Finally, after ten months of blogging, someone has recognised me. I called my wife straight away to tell her; she was excited at first until she realised I wasn’t talking about a job offer. Only slightly deflated, I pondered texting my mother before deciding against – it’s a generation thing, she wouldn’t understand.
The man who helped me break my duck was new friend, Ken, from 1601 Off Licence in Kinsale. I was buying a vernaccia for my Monday night Diploma tasting group and he slyly asked “So, will we be seeing it up on Grapes of Sloth?” If I’d been quicker I would have replied “It depends on how much you discount it by.”
I was too overcome by my moment of fame though, so I just laughed and made chit-chat as I considered my new life wearing dark sunglasses and fake moustache.
Back out on the street I tried to tell if passers-by looked like they recognised me too. One or two seemed to be looking quizzically at me alright, but I was staring at them. As soon as I got online, then, I checked Yahoo’s searches of the day but I was nowhere to be seen in the top ten – and who’s Daryl Johnson?
Okay, maybe hold the shades.
That night I took the vernaccia to the tasting in Rochestown.
*Teruzzi & Puthod, Vernaccia di San Gimignano, Tuscany, Italy, 2008 (12.5%) €16 – Very dry and plump, with (I thought) flavours of yellow apple and papaya. Others in the group detected … stone, minerals, bitter green olive, nut, honeysuckle, aniseed, fennel, and honey. 85/100 (my score).

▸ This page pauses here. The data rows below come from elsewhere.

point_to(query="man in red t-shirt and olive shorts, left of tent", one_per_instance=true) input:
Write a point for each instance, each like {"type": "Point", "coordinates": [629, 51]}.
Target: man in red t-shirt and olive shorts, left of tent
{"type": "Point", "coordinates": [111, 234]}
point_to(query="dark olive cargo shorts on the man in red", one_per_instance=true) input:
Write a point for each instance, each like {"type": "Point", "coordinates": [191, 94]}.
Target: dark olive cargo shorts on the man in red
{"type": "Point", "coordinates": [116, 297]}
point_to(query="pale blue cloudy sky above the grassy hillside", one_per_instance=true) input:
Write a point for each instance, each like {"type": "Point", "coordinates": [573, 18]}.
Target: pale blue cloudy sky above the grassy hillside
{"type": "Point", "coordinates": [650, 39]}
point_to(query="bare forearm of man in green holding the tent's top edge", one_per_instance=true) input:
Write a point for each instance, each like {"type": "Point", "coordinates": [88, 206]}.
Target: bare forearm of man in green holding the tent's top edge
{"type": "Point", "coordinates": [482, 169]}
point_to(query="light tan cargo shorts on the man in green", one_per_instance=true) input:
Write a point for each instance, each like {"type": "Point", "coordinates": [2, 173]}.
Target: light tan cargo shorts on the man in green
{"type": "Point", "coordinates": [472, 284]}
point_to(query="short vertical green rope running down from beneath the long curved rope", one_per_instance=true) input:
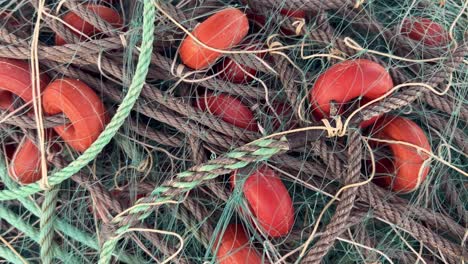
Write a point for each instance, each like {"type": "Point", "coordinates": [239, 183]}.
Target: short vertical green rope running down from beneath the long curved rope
{"type": "Point", "coordinates": [47, 221]}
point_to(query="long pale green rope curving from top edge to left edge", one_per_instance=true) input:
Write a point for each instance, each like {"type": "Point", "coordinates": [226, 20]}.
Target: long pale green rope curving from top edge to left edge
{"type": "Point", "coordinates": [111, 129]}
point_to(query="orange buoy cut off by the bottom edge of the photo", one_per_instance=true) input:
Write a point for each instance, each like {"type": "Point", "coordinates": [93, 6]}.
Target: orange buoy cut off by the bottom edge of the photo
{"type": "Point", "coordinates": [235, 247]}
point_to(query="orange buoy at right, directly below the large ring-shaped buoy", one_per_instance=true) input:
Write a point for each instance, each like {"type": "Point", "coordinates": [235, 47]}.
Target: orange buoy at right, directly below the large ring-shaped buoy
{"type": "Point", "coordinates": [406, 161]}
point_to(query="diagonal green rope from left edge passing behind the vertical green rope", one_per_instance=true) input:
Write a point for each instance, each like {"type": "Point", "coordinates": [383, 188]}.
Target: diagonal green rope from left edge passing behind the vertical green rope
{"type": "Point", "coordinates": [16, 221]}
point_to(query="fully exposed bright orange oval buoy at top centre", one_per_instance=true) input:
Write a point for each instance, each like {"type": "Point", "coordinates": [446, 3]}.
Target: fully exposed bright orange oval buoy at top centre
{"type": "Point", "coordinates": [222, 30]}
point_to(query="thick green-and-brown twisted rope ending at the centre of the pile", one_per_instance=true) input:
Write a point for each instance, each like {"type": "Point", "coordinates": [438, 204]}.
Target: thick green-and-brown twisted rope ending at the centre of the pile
{"type": "Point", "coordinates": [190, 179]}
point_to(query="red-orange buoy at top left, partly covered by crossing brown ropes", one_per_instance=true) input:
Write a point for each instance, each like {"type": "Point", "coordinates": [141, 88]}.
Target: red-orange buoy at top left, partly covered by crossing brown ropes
{"type": "Point", "coordinates": [73, 20]}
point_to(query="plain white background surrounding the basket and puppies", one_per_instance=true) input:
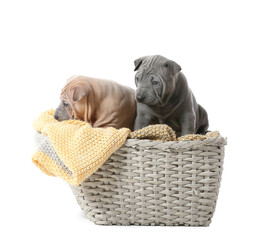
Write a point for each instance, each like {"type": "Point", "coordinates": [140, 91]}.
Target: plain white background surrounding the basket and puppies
{"type": "Point", "coordinates": [224, 48]}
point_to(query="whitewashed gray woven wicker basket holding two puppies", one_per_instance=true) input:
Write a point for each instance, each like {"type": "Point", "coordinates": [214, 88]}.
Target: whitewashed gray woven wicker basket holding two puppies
{"type": "Point", "coordinates": [149, 182]}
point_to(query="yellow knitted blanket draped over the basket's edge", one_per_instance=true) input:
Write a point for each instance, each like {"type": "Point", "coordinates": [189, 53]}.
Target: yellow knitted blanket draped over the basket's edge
{"type": "Point", "coordinates": [83, 149]}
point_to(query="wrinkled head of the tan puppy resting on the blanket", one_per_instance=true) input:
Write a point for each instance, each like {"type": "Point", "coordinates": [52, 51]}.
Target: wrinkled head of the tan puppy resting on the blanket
{"type": "Point", "coordinates": [75, 102]}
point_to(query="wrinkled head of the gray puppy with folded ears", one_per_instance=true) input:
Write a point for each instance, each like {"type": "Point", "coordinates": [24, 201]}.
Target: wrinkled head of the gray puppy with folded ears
{"type": "Point", "coordinates": [155, 79]}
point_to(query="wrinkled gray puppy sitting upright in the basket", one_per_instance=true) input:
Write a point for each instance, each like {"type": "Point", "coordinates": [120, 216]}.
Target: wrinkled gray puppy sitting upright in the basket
{"type": "Point", "coordinates": [163, 97]}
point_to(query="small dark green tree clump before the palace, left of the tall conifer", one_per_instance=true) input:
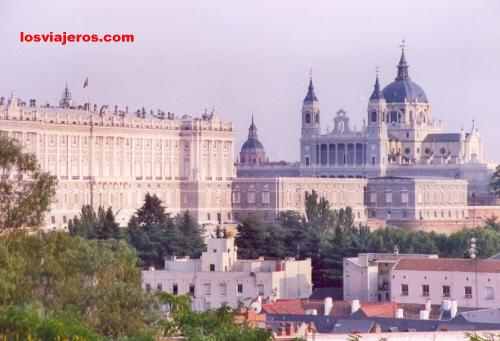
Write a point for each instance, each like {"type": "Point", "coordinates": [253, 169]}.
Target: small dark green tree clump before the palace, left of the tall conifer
{"type": "Point", "coordinates": [95, 226]}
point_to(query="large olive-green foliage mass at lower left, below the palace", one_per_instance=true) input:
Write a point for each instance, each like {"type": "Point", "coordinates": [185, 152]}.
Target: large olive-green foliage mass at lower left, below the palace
{"type": "Point", "coordinates": [96, 281]}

The reaction was generally positive, with just 2/7 tasters casting aspersions on the wine. Unkind comment of the night came from one of these, who described it as “watered-down Pernod”.
This particular vernaccia is imported by Karwig wines and, as it happened, there was a Karwig rep at the tasting. Though he was unable to recognise his own wine, he at least gave it a glowing report, which is better than the vice-versa scenario.
We also tasted an unpleasantly green and hard Chablis from Supervalu that is reduced to a tenner for Christmas – watch out for it, so you can avoid it. My favourite white was a Marlborough Sauvignon Blanc (O’Donovans) that most tasters were able to peg as New World Sauv Blanc but all thought from a much warmer region (I thought it Californian). One guy called it “clumsy” – tough crowd.
The reds received a better reception. There was a brace from Puglia in the south of Italy, one from vineyards cooled by altitude, the other from the hotter lowlands, and it was instructive to note the differences between these. Guigal’s 2003 Chateaneuf du Pape was too funky for me but others loved it – farmyard, “ripped spearmint”, red liquorice, cedar, oregano.
Best red was a Minervois (which I was pleased to guess as “a very good Languedoc”), redolent of healthy, ripe blackcurrant, black cherry, plum and smokey bacon. I didn’t catch its price, producer, vintage, or where it’s sold – hopefully you’ll still be able to find it.
By the way, in the picture of the Vernaccia you can just see a red curry in the background. I mention it as it’s made with my home-grown red chillis, a fact of which I’m disproportionately proud. These are also pictured, here , back at the veraison stage. Veraison is the point at which fruits change to their end colour, indicating incipient ripeness. It’s a commonly-used viticultural term. Actually, Veraison was the original name for this blog but I surveyed 1000 close friends and Grapes of Sloth won at a canter.